STEMMA® is a logical data model but predominantly uses XML as its file representation. It is tackling these issues by allowing data to be split across separate documents (i.e. files), and each document to be comprised of one-or-more self-contained datasets. This means that there is a lot of choice for how you want to divide up your data on disk. For instance, separating out shared places or events, or dividing people based on their surname or geography. When a document, or dataset, is loaded into memory then it is indexed at that point. One dataset can be loaded and indexed in less time than it takes to double-click. Memory-based indexes are far more efficient and flexible than database ones since they can be designed specifically to suit the program’s requirements.
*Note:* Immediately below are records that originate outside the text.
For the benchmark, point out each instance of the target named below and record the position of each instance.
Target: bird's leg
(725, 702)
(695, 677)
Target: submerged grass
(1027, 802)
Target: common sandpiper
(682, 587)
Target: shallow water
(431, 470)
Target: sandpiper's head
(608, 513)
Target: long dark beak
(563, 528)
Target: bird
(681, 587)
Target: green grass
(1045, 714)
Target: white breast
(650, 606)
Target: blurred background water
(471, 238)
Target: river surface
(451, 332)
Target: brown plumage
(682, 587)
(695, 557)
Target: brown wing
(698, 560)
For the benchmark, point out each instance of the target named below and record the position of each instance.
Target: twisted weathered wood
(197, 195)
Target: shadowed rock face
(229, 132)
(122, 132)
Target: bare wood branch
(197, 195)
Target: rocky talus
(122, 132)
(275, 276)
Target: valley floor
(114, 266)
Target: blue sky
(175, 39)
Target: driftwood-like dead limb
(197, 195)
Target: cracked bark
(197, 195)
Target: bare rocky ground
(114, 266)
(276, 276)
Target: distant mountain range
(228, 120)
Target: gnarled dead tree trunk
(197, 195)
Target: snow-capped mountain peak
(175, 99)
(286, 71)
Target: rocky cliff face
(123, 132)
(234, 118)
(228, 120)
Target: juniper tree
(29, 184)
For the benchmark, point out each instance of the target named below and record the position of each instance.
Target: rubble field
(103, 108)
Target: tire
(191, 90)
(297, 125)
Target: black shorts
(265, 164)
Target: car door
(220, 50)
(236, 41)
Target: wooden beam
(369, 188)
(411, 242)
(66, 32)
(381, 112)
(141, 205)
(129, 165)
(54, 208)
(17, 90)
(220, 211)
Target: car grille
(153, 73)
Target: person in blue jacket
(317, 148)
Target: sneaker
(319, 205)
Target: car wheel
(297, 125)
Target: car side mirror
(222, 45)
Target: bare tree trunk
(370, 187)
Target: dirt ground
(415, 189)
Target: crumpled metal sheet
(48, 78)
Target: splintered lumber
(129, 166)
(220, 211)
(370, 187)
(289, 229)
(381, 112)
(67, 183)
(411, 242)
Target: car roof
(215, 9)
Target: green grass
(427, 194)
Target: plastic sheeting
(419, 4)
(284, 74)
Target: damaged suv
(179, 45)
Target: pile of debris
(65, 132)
This post is rather more technical than my others but I wanted to give a clear picture of the issues involved. There are many advantages to using so-called flat files in conjunction with memory-based indexing, including better sharing, greater longevity, stability and reliability, and supporting multiple applications on the same data. I hope that this post will encourage developers to think laterally and consider these advantages. During my own work, for instance, I found that a STEMMA document — which implicitly includes trees, narrative, timelines, and more — effectively became a “genealogical document”, in the sense of a word-processor document. It could be received by email and immediately loaded into a viewer (analogous to something like Word or Acrobat) to view the document contents, and to navigate around them in multiple ways.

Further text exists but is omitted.